July 12 (Reuters) – The European Union’s executive put forward proposals on Monday to bolster consumer confidence through better and faster protection of investors who face a run on their bank or have been the victim of fraud.

The European Commission’s plans are part of wider efforts to learn from the financial crisis, in which the savings of millions of people were hit by extreme market volatility and some banks had to be rescued by taxpayers.

The Commission has proposed toughening EU rules that protect bank account holders and retail investors. It has opened a public consultation on improving how insurance policy holders are safeguarded.

The 27 EU states and the European Parliament have the final say on the proposals, which seek to encourage investors to save for their retirement and avoid taxpayers having to bail out banks again in any future crisis.

BANK DEPOSITS

* Under EU rules dating to 1994, all states must set up national deposit guarantee schemes to reimburse account holders up to a certain level if their bank runs into trouble.

* During the financial crisis, the EU approved quick-fix changes to increase coverage to at least 50,000 euros ($63,000) by June 2010 and to a uniform level, expected to be 100,000 euros, by the end of 2010.

* The Commission proposes confirming the increase to 100,000 euros per depositor per bank by the end of 2010, which will cover 95 percent of all bank account holders in the EU.

* It would cover small businesses and all currencies.

* From the end of 2013, customers would get their deposits back within seven days, compared to three months at present and four to six weeks by the end of 2010.

* New steps will ensure that national deposit guarantee schemes are well funded by 2020.

* The Commission estimated that even if banks passed on all the extra costs of the new rules, it would increase bank fees by only 7-12 euros a year per account.

RETAIL INVESTORS

* The Commission is proposing amendments to a 1997 EU law on investor compensation schemes in cases where a firm is unable to return assets to an investor because of fraud or negligence.

* The Commission proposes partial or full compensation within nine months compared to several years in some cases at present.

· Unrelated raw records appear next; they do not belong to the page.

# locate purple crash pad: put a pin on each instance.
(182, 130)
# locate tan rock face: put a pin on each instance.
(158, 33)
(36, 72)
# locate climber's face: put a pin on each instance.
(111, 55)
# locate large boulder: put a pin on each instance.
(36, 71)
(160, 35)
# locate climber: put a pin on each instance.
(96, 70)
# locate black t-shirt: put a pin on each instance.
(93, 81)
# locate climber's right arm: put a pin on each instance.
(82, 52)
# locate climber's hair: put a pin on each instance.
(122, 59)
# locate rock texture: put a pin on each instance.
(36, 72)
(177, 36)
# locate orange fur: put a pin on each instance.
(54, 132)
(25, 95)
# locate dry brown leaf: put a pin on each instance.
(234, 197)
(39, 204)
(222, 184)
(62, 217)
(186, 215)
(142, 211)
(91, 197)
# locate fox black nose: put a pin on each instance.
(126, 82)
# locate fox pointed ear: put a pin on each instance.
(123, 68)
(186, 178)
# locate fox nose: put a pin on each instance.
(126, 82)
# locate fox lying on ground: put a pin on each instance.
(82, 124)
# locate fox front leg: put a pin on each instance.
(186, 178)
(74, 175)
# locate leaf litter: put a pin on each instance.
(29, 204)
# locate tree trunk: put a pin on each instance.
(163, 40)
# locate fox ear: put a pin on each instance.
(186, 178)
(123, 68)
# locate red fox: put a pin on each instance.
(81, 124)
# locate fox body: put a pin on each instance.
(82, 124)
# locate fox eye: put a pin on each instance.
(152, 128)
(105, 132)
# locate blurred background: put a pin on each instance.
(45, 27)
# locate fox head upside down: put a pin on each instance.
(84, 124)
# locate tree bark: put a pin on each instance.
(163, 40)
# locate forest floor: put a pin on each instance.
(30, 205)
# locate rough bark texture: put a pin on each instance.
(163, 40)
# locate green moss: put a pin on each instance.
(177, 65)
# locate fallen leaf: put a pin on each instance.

* The Commission proposes that compensation in financial services cases will rise to 50,000 euros from 20,000 euros.

* Consumers would no longer have to pay the first 10 percent of losses.

* Consumers would have better protection against fraudulent misappropriations in which their assets are held by a third-party custodian, such as in the recent Madoff scandal on Wall Street.

* Investor compensation schemes should be funded to a level equivalent to 0.5 percent of the value of assets covered with regular contributions from banks, investment firms and funds.

INSURANCE POLICY HOLDERS

* There are no EU-regulated insurance guarantee schemes to provide last-resort protection to consumers when insurers collapse or are unable to meet their commitments.

* Only 11 EU states operate national insurance guarantee schemes at present — Bulgaria, Denmark, France, Germany, Ireland, Latvia, Malta, Portugal, Romania, Spain and Britain.

* Currently 26 percent of all life insurance policies and 56 percent of all non-life policies are unprotected.

* The Commission’s policy paper sets out different options for a legally binding EU framework for a national insurance guarantee schemes in all member states.

* The Commission wants life and non-life insurance policies to be covered by insurance guarantee schemes, financed by contributions from insurers.

* The Commission estimates the size of a national insurance guarantee scheme should be equivalent to 1.2 percent of gross written premiums per year.

* The Commission will propose a draft law in 2011.